On the other hand, that of the performers is a theme that is of little interest to the current state of the Venetian concert, conditioned as it is by a “tradition” designed in vitro on an artificial language in which not even the creators themselves seem to believe and in fact proposes, without a minimum of imagination and research, a very small list of recurring pieces. Likewise, it will perhaps be in this different tradition, natural and artificial, that paradoxically the 2021 concert, in lockdown, worked better in Venice than in Vienna [Venezia, concerto di Capodanno, 01/01/2021].
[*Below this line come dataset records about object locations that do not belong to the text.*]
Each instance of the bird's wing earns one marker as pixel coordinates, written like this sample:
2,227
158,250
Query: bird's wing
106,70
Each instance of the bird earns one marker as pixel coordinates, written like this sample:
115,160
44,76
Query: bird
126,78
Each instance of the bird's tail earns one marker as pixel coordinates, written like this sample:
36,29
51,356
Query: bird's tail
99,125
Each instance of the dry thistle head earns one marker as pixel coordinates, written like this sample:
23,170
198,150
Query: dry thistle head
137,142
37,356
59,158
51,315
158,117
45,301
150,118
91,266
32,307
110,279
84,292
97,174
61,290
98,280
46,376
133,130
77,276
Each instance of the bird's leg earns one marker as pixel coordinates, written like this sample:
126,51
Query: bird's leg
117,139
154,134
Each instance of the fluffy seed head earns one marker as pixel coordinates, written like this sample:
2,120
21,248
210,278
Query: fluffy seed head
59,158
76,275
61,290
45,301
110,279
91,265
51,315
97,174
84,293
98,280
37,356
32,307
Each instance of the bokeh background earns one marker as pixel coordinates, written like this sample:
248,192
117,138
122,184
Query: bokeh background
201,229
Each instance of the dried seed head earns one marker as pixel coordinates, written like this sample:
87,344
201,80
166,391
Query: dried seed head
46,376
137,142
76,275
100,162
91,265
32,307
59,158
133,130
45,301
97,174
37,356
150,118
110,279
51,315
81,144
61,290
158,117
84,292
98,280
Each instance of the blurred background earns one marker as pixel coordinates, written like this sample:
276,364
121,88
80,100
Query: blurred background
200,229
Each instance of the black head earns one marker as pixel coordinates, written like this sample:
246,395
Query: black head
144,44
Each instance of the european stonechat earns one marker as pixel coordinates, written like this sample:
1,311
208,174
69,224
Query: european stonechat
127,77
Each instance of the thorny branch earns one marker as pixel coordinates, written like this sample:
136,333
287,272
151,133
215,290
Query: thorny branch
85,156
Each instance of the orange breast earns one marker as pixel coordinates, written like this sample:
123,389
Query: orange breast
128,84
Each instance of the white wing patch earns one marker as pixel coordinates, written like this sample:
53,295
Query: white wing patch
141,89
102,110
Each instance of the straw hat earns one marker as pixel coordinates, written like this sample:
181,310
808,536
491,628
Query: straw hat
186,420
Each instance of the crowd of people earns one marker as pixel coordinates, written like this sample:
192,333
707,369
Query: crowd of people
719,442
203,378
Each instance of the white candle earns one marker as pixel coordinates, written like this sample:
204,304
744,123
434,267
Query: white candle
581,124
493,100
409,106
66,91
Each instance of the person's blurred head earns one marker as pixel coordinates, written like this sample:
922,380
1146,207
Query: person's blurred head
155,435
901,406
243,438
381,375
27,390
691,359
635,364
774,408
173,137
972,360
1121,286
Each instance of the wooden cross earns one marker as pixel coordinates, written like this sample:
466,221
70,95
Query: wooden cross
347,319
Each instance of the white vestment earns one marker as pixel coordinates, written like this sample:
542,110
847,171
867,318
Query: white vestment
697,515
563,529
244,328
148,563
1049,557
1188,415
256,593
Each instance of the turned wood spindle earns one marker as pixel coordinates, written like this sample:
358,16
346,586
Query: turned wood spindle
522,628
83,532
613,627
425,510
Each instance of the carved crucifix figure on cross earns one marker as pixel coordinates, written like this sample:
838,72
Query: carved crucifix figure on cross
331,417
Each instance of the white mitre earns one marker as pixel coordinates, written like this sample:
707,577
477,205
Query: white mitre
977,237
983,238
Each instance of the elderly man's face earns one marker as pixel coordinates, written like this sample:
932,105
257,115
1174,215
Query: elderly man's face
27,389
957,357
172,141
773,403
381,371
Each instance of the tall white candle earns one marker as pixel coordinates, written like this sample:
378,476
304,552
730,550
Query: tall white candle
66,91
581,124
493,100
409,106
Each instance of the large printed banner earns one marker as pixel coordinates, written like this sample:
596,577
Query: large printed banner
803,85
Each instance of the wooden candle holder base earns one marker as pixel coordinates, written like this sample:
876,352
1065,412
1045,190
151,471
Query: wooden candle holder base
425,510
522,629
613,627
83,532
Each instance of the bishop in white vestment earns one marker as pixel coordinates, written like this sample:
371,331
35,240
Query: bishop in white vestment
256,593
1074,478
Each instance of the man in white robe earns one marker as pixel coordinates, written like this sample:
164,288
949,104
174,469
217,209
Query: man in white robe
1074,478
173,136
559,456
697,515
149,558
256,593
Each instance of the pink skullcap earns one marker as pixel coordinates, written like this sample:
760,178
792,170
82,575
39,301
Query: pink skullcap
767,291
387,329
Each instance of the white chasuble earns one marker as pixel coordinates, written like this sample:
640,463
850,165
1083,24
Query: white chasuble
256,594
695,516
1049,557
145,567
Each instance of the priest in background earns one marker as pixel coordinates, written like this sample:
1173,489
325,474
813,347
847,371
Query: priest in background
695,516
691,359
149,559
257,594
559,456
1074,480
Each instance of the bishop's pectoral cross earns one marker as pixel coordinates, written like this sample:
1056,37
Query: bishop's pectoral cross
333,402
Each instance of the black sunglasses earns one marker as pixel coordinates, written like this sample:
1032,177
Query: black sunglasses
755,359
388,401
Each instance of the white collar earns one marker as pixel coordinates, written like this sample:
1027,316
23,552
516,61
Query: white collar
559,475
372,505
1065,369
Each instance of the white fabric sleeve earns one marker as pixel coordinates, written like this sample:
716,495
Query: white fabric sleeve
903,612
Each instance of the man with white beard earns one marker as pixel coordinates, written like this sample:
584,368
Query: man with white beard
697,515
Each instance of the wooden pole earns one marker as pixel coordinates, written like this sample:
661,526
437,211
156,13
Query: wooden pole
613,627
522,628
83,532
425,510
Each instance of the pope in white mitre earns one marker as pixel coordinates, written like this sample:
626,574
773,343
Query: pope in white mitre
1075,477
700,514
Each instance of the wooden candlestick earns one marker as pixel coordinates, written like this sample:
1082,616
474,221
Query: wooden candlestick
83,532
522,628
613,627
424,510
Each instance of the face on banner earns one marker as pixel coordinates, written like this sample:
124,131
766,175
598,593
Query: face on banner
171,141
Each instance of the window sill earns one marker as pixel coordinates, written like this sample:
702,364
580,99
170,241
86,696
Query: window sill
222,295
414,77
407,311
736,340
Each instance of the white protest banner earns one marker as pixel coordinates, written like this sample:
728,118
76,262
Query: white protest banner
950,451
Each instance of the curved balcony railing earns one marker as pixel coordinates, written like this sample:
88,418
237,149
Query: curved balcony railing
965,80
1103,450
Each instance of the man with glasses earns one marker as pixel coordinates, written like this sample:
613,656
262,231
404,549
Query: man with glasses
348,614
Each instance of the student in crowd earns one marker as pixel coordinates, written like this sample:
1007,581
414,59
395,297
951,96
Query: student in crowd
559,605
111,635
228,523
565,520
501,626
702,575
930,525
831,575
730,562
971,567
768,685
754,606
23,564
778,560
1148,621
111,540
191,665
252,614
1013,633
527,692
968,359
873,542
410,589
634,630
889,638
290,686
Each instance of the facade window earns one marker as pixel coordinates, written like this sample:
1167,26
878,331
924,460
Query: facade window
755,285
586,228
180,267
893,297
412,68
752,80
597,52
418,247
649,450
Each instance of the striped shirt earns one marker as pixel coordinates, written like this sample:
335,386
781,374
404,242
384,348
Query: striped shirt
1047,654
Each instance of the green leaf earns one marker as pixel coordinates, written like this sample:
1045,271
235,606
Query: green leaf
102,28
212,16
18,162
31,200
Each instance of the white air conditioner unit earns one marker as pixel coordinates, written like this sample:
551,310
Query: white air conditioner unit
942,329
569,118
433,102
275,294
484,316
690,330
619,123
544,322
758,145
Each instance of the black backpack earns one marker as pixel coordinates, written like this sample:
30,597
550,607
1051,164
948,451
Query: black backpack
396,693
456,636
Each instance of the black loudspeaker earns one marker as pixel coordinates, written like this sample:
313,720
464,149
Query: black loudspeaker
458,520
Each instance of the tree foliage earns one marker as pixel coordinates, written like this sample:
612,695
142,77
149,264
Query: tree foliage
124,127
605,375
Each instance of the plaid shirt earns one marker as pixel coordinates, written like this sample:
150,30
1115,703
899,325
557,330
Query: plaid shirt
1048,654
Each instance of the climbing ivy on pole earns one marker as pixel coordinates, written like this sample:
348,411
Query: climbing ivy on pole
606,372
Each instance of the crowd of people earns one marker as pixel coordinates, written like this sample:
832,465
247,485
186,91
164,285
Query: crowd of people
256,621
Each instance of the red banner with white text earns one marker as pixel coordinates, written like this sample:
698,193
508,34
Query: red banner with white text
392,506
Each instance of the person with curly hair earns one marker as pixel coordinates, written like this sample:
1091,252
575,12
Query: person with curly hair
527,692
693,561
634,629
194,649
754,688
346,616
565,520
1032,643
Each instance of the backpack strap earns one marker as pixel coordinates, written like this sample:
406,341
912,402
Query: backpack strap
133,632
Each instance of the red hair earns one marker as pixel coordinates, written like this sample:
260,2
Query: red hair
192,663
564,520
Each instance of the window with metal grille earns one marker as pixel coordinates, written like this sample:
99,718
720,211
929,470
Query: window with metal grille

Finally, one last observation on presentations and schedules: it would be nice to avoid some of that hyperbolic rhetoric that arouses counterproductive irony in the texts read by Roberto Chevalier for the Fenice, as happens in Vienna, where we limit ourselves to a few brief anecdotes that contextualize the tracks. Nothing to say about the beautiful Venetian homage to Pope Emeritus Benedict XVI, who died the day before and a competent music lover, with the Tearful from Mozart’s Requiem, but perhaps during the transmission from Vienna it was a bit excessive to insist on three dedications entrusted to the commentator Christel Galatzer. With all due respect, even the late one has his times, his places, his measures. As for the schedule: the more concerts there are, the better it is, of course, however wanting to overlap them creates annoying and useless rivalries. Why not broadcast the Vienna concert entirely live, as in the rest of the world (Rai has three main generalist networks and many other topics: we do not consider this small internal competition to the papal blessing unthinkable) and place a possible concert from Venice elsewhere time, for example in the early evening of New Year’s Eve and on January 1st itself?